Some sample ‘wax seals’ I’ve thrown together to explore how they might fit into Greg’s game Freebooter.

 

And what they might look like when applied to the page.

 

Not quite done, I see a couple of other options that I might like better… but for a quick test I figured this would be enough.

4 Comments

  1. Nice! 231 looks a little off-centre to the left to me, although that could just be my eyes as I got zero sleep last night. Do you have a link to the game in question? A cursory search didn’t turn anything up apart from your post. I have a use for some piracy-related game material as it happens.

    This reminded me of an anecdote I heard recently from a GM who was managing a group of PCs trying to bluff their way past a guard/official/something. I misremember the details, see comments above re: sleep, or lack thereof. Anyway, as the PCs were presenting their forged papers (when was the last time you saw PCs with legitimate papers, I ask you) one player whips out an actual paper forgery he’d knocked up before the session, signature and all. You can bet someone got a bonus on his check. :-)

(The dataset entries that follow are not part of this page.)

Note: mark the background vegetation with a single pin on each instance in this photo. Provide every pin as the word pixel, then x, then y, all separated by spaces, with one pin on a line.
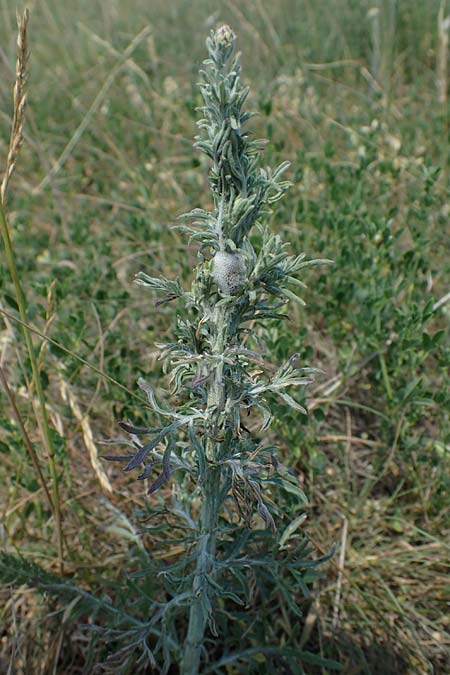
pixel 354 94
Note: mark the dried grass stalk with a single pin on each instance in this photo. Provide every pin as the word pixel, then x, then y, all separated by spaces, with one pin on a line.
pixel 19 98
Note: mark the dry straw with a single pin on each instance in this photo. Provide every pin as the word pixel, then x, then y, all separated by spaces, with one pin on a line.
pixel 19 98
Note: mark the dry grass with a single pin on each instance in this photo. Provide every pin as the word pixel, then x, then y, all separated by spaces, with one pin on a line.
pixel 108 161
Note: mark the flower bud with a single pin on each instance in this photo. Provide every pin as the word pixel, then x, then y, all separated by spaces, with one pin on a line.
pixel 225 36
pixel 229 272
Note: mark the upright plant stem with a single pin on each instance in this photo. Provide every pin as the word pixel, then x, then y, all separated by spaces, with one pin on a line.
pixel 209 516
pixel 20 298
pixel 206 550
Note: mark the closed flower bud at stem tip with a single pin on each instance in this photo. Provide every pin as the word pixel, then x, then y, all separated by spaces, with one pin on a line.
pixel 225 36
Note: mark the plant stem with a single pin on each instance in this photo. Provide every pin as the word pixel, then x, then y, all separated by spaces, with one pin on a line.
pixel 209 515
pixel 206 549
pixel 45 429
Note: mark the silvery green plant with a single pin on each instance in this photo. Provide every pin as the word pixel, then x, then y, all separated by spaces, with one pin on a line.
pixel 211 444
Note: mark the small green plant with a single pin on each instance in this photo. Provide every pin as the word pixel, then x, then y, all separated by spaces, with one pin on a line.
pixel 226 473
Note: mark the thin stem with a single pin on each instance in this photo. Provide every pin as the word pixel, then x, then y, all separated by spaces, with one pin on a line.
pixel 206 550
pixel 20 298
pixel 209 516
pixel 26 438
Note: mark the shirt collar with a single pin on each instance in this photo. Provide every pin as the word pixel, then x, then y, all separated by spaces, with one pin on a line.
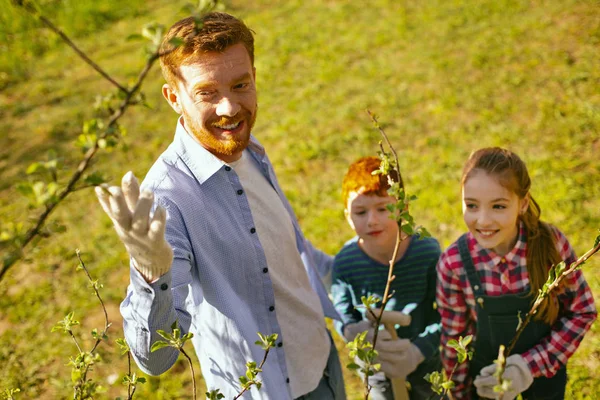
pixel 513 256
pixel 202 162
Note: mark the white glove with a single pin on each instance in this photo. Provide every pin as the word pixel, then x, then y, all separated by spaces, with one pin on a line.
pixel 351 330
pixel 516 371
pixel 398 358
pixel 142 235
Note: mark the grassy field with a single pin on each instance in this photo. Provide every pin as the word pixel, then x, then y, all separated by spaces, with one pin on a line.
pixel 444 77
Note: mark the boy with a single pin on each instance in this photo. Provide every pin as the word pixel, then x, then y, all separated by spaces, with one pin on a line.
pixel 361 269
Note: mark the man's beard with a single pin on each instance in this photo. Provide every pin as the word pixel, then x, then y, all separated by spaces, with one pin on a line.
pixel 228 146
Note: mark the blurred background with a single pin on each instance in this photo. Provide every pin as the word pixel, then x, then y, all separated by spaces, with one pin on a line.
pixel 444 78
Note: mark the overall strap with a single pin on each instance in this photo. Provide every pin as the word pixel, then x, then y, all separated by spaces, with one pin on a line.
pixel 472 276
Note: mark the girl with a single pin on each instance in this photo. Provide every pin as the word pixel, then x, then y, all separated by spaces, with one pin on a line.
pixel 491 275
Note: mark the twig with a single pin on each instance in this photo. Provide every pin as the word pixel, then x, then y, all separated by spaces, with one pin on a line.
pixel 259 367
pixel 106 323
pixel 538 301
pixel 392 261
pixel 192 370
pixel 30 8
pixel 84 164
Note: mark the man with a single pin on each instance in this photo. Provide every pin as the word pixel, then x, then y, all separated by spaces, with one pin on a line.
pixel 222 253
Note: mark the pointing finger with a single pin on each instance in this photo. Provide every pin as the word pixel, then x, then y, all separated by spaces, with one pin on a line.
pixel 158 224
pixel 141 214
pixel 101 193
pixel 131 189
pixel 119 210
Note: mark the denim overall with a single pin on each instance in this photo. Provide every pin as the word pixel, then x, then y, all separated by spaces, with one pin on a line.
pixel 497 320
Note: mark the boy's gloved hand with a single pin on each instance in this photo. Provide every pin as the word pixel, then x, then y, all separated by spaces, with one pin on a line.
pixel 398 358
pixel 351 330
pixel 142 235
pixel 516 370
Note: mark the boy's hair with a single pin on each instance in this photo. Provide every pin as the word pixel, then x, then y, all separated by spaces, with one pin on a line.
pixel 512 174
pixel 215 31
pixel 360 178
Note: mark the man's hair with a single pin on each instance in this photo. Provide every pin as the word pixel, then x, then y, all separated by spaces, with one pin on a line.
pixel 360 179
pixel 215 31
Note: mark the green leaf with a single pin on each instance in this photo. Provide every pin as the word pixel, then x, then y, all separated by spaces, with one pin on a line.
pixel 158 345
pixel 353 366
pixel 134 36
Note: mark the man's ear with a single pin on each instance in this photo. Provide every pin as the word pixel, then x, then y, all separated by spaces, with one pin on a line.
pixel 172 98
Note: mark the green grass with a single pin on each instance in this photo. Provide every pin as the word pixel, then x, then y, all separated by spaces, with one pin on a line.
pixel 444 77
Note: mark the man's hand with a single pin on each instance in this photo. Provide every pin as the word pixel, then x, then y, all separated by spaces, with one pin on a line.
pixel 516 371
pixel 142 235
pixel 351 330
pixel 398 358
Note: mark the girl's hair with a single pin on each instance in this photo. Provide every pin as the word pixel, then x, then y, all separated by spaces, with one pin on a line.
pixel 512 174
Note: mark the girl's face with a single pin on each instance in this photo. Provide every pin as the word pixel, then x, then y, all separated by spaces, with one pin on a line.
pixel 491 212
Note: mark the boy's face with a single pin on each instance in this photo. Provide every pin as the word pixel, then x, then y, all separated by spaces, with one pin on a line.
pixel 368 215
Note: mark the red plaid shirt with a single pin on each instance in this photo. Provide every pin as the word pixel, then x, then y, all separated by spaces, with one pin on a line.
pixel 508 275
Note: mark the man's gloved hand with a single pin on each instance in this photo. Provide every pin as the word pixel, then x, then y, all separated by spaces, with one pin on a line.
pixel 351 330
pixel 516 371
pixel 142 235
pixel 398 358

    Made me think a little. It is nice to encourage such awesomeness, but on the other hand you can’t overdo it (like expecting the players to do so and taking it into account when setting DCs) and you can’t really decide mechanics for it ahead of time, since it’s inherently a surprise act of creativity. I guess just telling players stories like the above is all that needs done!

  2. The 231 is a little off-center (and was the first one I did, for what that’s worth), I was just throwing these together as a sample.

    Greg Christopher is working on a pirate-based game/book, which I see something as something like Fighting Fantasy or Lone Wolf thing. However, while it may be playable in hard copy, I understand the intended emphasis is for electronic play using hyperlinked PDF — no more flipping around the book, you just click on the decision. Combat and other random elements might be handled within the program (I don’t know offhand if that can actually be done using PDFs, to be honest) or handled outside and you just click on the green link (“I succeeded!”) or the black one (“I’m dead :/”).

    I actually don’t know much at all about the mechanics of it, I’ve just seen some of the graphics work he’s doing for it.

  3. Oh I see! So these are the page numbers. Interesting!

    I’d been thinking recently about single-player RPGs, gamebooks are an obvious place to start research. I found a second-hand (or possibly Nth-hand) copy of Fighting Fantasy 7 (Island of the Lizard King) for 25p the other day, go me!

  4. heh, as soon as I saw “Fighting Fantasy 7” the title jumped into my brain. It was one of the first Fighting Fantasy books I ever played.

    I think the page numbers are only of use if you were to print the book out and play it that way. I understand Greg’s planning to do it as a heavily-linked PDF — you just click to move from entry to entry. If that’s the case you could probably safely remove the numbers altogether and make the symbols bigger (which honestly I think looks better, but since he had the page reference in the top left I figured I should make that available as well).